Would be great to avoid using it if we can at least for externally facing tools. We've found that it's generally less performant than just using an http_jar, especially as you add more maven dependencies. You can mitigate this by generating lock files, but this isn't user-friendly outside of the rules development context.

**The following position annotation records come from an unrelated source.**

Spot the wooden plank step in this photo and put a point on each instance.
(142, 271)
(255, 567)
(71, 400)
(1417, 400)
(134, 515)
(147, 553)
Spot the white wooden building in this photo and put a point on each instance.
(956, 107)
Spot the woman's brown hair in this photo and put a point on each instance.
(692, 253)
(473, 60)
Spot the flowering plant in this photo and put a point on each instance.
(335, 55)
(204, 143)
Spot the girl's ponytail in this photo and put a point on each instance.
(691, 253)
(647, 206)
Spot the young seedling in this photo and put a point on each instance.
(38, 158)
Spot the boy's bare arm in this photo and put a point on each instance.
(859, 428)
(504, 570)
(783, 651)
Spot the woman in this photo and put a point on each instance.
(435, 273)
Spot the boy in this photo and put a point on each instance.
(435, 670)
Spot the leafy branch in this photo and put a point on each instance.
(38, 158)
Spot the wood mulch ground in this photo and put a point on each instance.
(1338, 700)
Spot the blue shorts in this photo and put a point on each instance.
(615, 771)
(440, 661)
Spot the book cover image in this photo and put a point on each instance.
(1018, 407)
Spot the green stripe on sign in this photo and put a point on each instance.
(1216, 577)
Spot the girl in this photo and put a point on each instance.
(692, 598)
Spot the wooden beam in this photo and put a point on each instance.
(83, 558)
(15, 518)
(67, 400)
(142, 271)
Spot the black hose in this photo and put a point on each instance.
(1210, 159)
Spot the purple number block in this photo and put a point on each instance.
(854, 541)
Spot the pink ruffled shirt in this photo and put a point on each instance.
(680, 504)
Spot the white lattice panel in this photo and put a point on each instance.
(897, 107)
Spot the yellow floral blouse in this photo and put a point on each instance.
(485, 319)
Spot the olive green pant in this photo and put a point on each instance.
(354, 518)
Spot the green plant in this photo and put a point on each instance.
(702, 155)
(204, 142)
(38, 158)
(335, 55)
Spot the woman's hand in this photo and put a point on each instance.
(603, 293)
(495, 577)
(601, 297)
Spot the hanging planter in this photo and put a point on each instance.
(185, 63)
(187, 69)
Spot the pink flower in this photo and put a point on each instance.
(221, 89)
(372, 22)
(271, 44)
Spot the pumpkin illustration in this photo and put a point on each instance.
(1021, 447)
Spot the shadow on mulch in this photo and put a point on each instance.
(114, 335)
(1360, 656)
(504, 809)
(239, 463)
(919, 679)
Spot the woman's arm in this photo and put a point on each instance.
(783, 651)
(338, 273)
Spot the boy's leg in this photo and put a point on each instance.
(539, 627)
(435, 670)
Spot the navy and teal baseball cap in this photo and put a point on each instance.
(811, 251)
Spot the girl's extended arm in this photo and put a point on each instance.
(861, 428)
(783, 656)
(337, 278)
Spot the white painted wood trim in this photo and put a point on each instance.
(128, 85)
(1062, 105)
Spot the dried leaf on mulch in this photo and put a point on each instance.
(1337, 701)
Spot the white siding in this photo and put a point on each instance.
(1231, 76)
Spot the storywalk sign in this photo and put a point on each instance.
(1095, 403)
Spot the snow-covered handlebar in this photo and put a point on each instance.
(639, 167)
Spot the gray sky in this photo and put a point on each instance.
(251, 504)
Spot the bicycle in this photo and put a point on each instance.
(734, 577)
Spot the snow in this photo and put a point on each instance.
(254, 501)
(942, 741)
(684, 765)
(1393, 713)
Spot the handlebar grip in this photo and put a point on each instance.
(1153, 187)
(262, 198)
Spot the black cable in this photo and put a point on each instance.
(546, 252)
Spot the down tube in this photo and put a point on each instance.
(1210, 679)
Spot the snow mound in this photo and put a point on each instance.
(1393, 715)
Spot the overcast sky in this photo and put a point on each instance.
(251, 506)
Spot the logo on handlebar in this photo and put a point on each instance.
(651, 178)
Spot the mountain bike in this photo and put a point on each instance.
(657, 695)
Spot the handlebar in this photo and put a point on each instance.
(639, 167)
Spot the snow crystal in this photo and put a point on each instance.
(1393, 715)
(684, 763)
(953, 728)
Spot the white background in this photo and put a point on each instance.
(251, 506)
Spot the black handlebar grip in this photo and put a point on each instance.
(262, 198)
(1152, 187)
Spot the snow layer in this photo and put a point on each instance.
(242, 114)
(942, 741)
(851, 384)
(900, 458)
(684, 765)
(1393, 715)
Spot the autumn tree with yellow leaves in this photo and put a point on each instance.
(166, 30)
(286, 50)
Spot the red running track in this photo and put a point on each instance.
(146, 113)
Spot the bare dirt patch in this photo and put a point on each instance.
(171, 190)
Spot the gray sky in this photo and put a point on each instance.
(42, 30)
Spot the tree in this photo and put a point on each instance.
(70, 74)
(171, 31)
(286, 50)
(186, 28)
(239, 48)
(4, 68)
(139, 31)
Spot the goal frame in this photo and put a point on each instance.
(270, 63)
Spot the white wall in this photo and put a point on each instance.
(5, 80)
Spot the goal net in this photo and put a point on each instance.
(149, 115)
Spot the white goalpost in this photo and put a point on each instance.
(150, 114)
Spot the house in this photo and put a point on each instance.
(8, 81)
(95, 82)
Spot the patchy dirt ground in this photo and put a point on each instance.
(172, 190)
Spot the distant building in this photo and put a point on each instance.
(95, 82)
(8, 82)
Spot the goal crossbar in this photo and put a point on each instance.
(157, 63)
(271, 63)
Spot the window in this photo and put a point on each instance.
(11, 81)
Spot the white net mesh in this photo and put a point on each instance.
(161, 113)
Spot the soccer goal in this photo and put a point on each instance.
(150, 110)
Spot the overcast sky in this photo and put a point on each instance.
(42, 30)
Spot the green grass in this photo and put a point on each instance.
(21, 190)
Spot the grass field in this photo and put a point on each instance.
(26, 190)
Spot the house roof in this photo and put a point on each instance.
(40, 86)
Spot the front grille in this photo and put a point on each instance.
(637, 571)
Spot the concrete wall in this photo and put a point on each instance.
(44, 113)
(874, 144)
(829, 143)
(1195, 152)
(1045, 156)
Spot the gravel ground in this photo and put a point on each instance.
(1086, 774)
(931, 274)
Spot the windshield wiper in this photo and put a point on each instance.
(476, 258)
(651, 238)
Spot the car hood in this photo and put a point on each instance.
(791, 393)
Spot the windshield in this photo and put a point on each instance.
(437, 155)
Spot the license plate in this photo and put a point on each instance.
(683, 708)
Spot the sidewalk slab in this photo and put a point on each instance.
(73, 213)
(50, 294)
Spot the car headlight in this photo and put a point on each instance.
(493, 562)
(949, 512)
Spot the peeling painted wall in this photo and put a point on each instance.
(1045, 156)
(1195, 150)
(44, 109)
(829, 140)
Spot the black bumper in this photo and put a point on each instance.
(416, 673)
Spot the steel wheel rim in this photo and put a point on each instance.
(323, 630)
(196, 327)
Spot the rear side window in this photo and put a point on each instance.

It's also a lot easier to do overrides with --override_repository when these dependencies are pulled as a maybe of http_jar than having to override a complex repository made by rules_jvm_external. This has been especially useful for us in the android_tools where we can upgrade r8/d8 independently of what's bundled into Bazel inside our own WORKSPACE file. Ex:
http_jar(
name = "android_gmaven_r8",
sha256 = "sha goes here",
url = "http url to the jar goes here",
)
Being able to do this for tools like bundletool would be especially useful and would put less burden on rules_android to track updates of https://github.com/google/bundletool, or have to roll rules_android releases with minor app bundle updates.
http_jar(
name = "bundletool",
...
)
I also noticed that bundletool has a number of dependencies too (maven.google.com/web/index.html?q=bundle#com.android.tools.build:bundletool:1.6.1), e.g. dagger, autovalue, guava, proto, etc -- are these not needed to run the tool?
The all-jars downloaded from Github have everything compiled in that's needed to be able to execute as a CLI tool. And it's what we've been using in our builds for the past year to support app bundles.